Artificial intelligence interprets your medical record
The system will automatically propose condition codes for patients' discharge summaries.
Healthcare professionals have to deal with an international system with over 30,000 codes for various diseases. It is easy to make mistakes. Researchers are now developing a computer program so that practitioners can be assisted by artificial intelligence.
Because in the healthcare system, a lot of manual and time-consuming work takes place to document a patient's care.
After each patient contact, the practitioner must write a discharge summary and record one or more condition codes that describe the type of examination or treatment the patient has received.
A discharge summary is a written summary of the examination or treatment of a patient, based on medical records.
Codes for diseases
Medical codes that describe diseases or symptoms provide an overview because healthcare personnel know what they are talking about. The same disease can have different names, but there is only one code for it. The codes are collected in a diagnostic codebook. The ICD coding system is the international classification of diseases.

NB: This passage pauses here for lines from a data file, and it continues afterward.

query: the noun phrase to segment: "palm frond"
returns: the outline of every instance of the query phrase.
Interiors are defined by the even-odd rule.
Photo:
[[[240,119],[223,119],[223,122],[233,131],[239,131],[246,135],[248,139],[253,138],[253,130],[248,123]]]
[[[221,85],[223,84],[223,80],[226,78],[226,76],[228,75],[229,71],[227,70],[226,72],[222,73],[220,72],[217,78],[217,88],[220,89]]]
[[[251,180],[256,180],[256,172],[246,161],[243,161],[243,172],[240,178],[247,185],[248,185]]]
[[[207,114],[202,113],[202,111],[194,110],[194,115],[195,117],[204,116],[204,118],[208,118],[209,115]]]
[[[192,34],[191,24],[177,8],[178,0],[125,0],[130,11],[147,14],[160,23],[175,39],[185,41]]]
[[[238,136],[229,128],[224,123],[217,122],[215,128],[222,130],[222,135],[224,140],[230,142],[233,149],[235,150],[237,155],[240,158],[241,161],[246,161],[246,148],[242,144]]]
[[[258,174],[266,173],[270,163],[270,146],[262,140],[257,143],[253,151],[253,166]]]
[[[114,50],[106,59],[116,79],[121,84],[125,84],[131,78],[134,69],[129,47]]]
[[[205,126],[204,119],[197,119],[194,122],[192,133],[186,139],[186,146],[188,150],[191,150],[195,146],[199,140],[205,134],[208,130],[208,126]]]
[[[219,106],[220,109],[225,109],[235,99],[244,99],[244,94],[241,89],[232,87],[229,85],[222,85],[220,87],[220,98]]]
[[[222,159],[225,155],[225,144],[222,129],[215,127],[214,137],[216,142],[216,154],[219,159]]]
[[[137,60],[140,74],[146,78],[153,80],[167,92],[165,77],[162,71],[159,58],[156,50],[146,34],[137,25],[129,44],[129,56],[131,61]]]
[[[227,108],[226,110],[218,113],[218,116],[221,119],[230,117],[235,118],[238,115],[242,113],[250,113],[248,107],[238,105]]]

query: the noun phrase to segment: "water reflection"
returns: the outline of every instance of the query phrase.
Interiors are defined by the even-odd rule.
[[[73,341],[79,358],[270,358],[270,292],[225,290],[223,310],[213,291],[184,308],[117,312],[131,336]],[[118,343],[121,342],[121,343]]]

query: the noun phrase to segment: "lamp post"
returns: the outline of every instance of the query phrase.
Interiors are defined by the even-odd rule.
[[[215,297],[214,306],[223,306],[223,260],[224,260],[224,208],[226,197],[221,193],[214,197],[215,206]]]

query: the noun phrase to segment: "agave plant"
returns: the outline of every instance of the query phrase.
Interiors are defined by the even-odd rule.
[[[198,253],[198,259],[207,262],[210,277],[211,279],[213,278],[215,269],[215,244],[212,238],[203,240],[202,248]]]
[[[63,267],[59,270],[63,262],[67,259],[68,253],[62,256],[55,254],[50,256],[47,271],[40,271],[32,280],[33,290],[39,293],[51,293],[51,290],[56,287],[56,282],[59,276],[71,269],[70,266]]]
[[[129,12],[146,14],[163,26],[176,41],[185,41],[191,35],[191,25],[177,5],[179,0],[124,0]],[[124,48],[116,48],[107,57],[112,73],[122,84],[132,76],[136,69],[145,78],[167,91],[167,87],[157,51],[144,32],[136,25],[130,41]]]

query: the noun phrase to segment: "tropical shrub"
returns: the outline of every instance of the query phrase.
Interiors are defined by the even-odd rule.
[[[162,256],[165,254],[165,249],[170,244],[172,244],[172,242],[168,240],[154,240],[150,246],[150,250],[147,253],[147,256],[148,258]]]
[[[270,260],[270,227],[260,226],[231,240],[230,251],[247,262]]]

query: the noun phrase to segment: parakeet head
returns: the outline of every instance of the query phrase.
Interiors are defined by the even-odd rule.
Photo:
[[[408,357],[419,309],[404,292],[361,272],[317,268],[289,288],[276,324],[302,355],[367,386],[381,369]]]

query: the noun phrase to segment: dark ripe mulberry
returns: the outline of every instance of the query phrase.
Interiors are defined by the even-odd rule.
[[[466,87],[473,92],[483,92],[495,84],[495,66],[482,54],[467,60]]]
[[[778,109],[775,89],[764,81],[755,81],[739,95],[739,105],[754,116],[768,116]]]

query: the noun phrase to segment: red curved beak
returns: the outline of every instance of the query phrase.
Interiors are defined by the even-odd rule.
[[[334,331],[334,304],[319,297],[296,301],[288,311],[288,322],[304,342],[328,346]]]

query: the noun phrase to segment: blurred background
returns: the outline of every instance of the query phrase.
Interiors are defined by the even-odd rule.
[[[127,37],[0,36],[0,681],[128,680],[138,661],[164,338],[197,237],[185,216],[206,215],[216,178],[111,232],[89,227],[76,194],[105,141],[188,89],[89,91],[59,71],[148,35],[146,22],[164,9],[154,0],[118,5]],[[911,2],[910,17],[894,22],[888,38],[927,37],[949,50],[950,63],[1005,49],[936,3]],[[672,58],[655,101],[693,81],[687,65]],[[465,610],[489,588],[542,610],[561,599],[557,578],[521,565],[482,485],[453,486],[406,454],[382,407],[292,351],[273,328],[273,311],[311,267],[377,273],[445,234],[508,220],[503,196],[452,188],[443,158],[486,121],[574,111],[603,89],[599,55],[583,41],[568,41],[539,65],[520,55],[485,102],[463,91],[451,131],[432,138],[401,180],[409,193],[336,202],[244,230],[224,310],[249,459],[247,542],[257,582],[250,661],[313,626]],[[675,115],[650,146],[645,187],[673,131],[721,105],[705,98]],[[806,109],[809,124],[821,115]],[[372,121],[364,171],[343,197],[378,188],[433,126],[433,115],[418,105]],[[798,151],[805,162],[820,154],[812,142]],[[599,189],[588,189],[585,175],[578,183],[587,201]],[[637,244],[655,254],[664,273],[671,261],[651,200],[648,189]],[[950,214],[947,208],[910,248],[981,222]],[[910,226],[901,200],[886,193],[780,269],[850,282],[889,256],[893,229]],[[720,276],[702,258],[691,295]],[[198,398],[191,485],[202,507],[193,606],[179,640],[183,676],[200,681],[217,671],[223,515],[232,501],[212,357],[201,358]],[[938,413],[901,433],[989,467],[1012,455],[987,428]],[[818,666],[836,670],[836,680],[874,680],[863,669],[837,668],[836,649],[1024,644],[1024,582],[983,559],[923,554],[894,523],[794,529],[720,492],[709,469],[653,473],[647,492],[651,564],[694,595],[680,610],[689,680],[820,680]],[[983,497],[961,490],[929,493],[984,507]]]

Sources: e-helse.no and Store norske leksikon
Diagnosis becomes coded language
The person treating the patient must make a diagnosis, i.e., determine what is bothering the patient. The diagnosis must then be translated into a code based on the International Statistical Classification of Diseases and Related Health Problems, abbreviated to ICD.In Norway, we use the 10th revision of the ICD, known as ICD-10. It is most common for the practitioner to register codes themselves, but this can also be done by office staff with special expertise.
"It takes time for practitioners to find correct diagnoses and codes. Not all information can be found in the discharge summary, so we also must look at the medical records, laboratory tests, lists of medications, and more. The patient may have been treated for a long time, and there is a lot of information that needs to be collected to be able to set diagnoses and codes," project leader in the ClinCode project, Professor Hercules Dalianis at the Norwegian Centre for E-health Research, says.
Often record the wrong code
The given ICD-10 codes are used for statistical purposes and to be able to predict future care needs. Researchers and clinical staff also look at the codes to quickly gain an overview of individual patient diagnoses.
Since 1997, codes have also been used as a basis for funding.
One problem with the manually set ICD-10 codes is that they are often wrong.
The ICD-10 coding system includes over 30,000 codes and can be both difficult and time-consuming to use. Often, clinicians will record the wrong codes, or will not include all appropriate codes.
An error rate of up to 20-30 per cent is estimated.
"It is important to understand that this coding tool will never be able to function optimally if the documentation that forms the basis of the coding is not good enough," Lill Irene Hind says. She is a coding adviser at the University Hospital of Northern Norway (UNN).
Incorrect and defective coding makes it difficult to bill correctly, and plan for efficient use of resources in the health service.
Computer program has learned thousands of codes
Researchers from the Norwegian Centre for E-health Research have therefore developed an automatic coding tool based on artificial intelligence that can suggest ICD-10 codes for a patient's discharge summary.
The ClinCode project is a computer-supported clinical ICD-10 coding tool to improve efficiency and quality in the health service. The project is financed by the Research Council of Norway.
"The tool we call Easy-ICD is based on the fact that the program has been trained with machine learning techniques on thousands of previous patient notes and medical records in the field of gastrointestinal surgery that have already been manually coded. In this way, the program has learned which status codes a single discharge summary should receive," says Dalianis.
Gastrointestinal surgery is the surgical treatment of organs in the stomach and intestines.
Want to reduce errors
Since a large part of the training material is incorrectly coded, the system will also learn the wrong codes.
The researchers therefore want to correct the training material by recoding the data so that we reduce the errors. Easy-ICD will never be better than a human coding, but will be able to work much faster, processing huge amounts of information 24/7.
"We continue to work with Easy-ICD and work on colour-coding the important words in patient notes that lead to predicted ICD-10 codes. The colours should serve as an explanation for the user as to why Easy-ICD chose these particular codes," says Dalianis.
The idea is that Easy-ICD should propose ICD-10 codes for a specific patient, which the practitioner should be able to choose from.